Former iPhone Designer Jony Ive Teams Up with OpenAI To Reinvent the Computer

OpenAI just made its biggest move yet — and it’s not a new model or app. It’s hardware.

In a $6.5 billion all-stock deal, OpenAI is acquiring io, a secretive design startup founded by former Apple design chief Jony Ive. The goal? To build a new kind of device. One that doesn’t look like a phone, doesn’t have a screen, and doesn’t fight for your attention — but quietly helps you live, work, and think with AI.

This isn’t just a product bet. It’s OpenAI’s attempt to define what the future of computing looks like — and Jony Ive is holding the pen.

From Weekend Ideas to a Billion-Dollar Company

Two years ago, Sam Altman and Jony Ive started meeting to talk. Not business meetings — more like long, curious chats between two people who wanted to rethink what technology could feel like.

Jony Ive, the legendary Apple designer behind the iPhone, had already left Apple and started his own creative studio LoveFrom. Sam Altman, leading OpenAI, was deep in building the future of artificial intelligence.

At some point, they started sketching product ideas together. The ideas felt different — calm, optimistic, and focused on helping people, not distracting them. It became clear that to build something real, they needed more than drawings. So Jony put together a new hardware company called io, quietly bringing in his closest collaborators from the Apple days.

Now, OpenAI is acquiring io for $6.5 billion in stock. All 50+ people from io are joining OpenAI. Jony and his team will now lead design across both OpenAI and io.

What Are They Actually Building?

The product is still under wraps, but we know a few things. In an internal staff call leaked to The Wall Street Journal, Altman gave a rough idea of what the first device will be.

  • It won’t have a screen.
  • It’s not glasses or a pin you wear.
  • It’s small, pocket-sized.
  • It will understand what’s around you and what you’re doing.
  • It’s meant to sit on your desk next to your laptop and phone — your third core device.

Altman said it’ll ship faster than any product in history to hit 100 million units. Big claim. But if they pull it off, it might be the first real “AI-native” computer.

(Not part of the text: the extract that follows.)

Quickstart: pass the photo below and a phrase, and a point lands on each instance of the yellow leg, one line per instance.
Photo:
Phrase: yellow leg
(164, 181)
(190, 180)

Jony Ive has said he wants to move beyond screens. He’s not interested in making more rectangles to look at. Instead, he’s thinking about tools that blend into your life — something more subtle, more useful.

The People Behind It

Io isn’t just Jony. It’s packed with some of the top people from Apple’s golden design era.

  • Evans Hankey, former head of industrial design at Apple.
  • Tang Tan, who helped design iPhones and AirPods.
  • Scott Cannon, who handled Apple’s manufacturing operations.

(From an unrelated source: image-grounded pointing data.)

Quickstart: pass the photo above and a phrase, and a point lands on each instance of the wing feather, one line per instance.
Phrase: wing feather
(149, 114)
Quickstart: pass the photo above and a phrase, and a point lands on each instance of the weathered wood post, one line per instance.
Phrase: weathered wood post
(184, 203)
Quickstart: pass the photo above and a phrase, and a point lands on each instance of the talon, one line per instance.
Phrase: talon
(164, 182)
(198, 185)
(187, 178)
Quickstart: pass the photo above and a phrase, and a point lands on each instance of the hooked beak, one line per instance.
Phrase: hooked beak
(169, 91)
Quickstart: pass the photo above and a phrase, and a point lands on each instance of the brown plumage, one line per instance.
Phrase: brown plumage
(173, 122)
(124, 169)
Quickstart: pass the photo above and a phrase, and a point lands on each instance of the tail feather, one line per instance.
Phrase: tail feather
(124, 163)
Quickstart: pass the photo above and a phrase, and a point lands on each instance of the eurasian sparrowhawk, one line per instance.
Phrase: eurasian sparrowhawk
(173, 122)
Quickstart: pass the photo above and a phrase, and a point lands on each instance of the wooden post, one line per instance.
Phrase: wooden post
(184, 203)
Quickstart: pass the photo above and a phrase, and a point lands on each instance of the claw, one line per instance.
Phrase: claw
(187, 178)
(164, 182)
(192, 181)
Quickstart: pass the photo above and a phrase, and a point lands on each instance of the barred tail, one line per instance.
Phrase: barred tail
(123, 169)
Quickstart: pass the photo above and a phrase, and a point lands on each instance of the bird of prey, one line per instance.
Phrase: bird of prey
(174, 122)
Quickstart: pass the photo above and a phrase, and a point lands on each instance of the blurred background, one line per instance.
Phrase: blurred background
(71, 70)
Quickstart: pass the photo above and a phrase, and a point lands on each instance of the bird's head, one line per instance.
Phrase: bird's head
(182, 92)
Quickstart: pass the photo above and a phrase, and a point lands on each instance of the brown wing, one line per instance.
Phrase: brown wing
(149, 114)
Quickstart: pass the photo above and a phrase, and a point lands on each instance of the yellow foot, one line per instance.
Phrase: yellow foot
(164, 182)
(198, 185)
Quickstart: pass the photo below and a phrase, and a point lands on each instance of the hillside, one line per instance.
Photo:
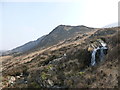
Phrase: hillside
(66, 63)
(60, 33)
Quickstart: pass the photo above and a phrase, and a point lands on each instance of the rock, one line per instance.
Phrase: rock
(12, 80)
(50, 82)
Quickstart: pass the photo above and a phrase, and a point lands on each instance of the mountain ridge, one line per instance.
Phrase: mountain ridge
(60, 33)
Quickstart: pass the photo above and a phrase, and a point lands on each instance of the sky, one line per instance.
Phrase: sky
(22, 21)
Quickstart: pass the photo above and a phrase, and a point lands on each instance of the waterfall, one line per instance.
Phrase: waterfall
(102, 54)
(93, 61)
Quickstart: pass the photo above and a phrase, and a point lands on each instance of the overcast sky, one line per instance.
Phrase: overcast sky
(22, 21)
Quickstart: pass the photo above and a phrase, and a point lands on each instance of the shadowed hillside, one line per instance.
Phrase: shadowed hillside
(67, 63)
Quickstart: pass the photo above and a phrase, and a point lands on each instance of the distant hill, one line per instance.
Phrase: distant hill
(60, 33)
(112, 25)
(24, 48)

These are people who know how to design, engineer, and build things at a massive scale. Altman and Ive brought them together to move fast and do it right — not just prototype cool ideas, but actually make them real.

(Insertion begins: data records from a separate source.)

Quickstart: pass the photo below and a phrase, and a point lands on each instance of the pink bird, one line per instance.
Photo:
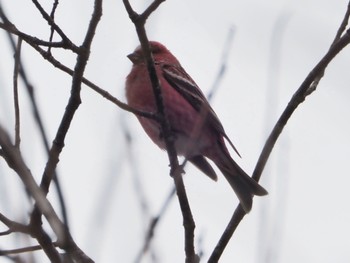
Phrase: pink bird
(198, 131)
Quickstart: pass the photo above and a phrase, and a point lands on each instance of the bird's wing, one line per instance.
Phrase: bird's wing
(185, 85)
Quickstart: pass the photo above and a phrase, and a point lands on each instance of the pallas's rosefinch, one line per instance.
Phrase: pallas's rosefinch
(198, 132)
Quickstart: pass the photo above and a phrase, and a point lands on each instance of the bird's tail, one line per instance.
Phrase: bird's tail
(244, 186)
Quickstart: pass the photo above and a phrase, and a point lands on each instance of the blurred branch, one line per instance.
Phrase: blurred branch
(52, 15)
(15, 92)
(153, 223)
(223, 64)
(298, 97)
(216, 84)
(176, 170)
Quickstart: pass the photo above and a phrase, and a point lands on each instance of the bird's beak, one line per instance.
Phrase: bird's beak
(135, 58)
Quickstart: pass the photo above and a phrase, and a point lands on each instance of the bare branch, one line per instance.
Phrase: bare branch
(298, 97)
(15, 92)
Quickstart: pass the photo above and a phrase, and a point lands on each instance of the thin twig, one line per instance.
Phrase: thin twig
(52, 15)
(223, 65)
(176, 170)
(298, 97)
(215, 86)
(15, 92)
(53, 25)
(22, 250)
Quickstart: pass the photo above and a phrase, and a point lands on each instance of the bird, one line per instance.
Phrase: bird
(197, 130)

LoveFrom — Jony’s creative studio — will still stay independent, but it will work closely with OpenAI too. They’ve already designed for companies like Airbnb and Ferrari, and now they’ll help shape what OpenAI’s products look and feel like.

Why OpenAI Is Doing This

Right now, most people use AI through a browser, a phone, or an app. It works — but it’s not the future.

Sam Altman thinks accessing ChatGPT through a screen is clunky. He believes AI should be more like a quiet companion — ambient, available, helpful. And that means rethinking the device.

Owning the hardware gives OpenAI a few big advantages:

  • They can build the full experience, top to bottom.
  • They don’t have to rely on Apple or Google.
  • They can try new kinds of interaction — voice, gestures, location-aware AI.
  • And they can create new business models (subscriptions, assistant plans, etc.).

With Meta’s smart glasses gaining popularity and Google working on their own, OpenAI didn’t want to be left behind. This is their move.

The Risk And the Opportunity

This isn’t a guaranteed win.

The AI Pin by Humane, another “post-phone” device, had a rough launch. It overheated, died fast, and got terrible reviews. HP ended up buying the company, and the device was shut down.

OpenAI will need to avoid the same mistakes. Making good software is one thing — but building consumer hardware is a different beast. They’ll need to figure out supply chains, battery life, heat, privacy issues, and manufacturing.

But if it works, it could be huge. This isn’t just a product — it’s a shot at defining the next category of computing. Some analysts already believe this could add $1 trillion in long-term value to OpenAI.

What’s Next

Here’s what we can expect over the next year or two:

  • A redesigned ChatGPT interface, shaped by Jony’s team.
  • Early developer tools to build voice-based or context-aware apps.
  • Teasers at OpenAI DevDay.
  • More leaks around the first device before the planned 2026 release.

Jony says everything he’s learned over the past 30 years has led him to this project. Altman called it “the most important thing we’ve done yet.”

It’s still early, and a lot could go wrong. But if they get it right, we might be about to see the biggest shift in personal computing since the iPhone — and this time, it might not even have a screen.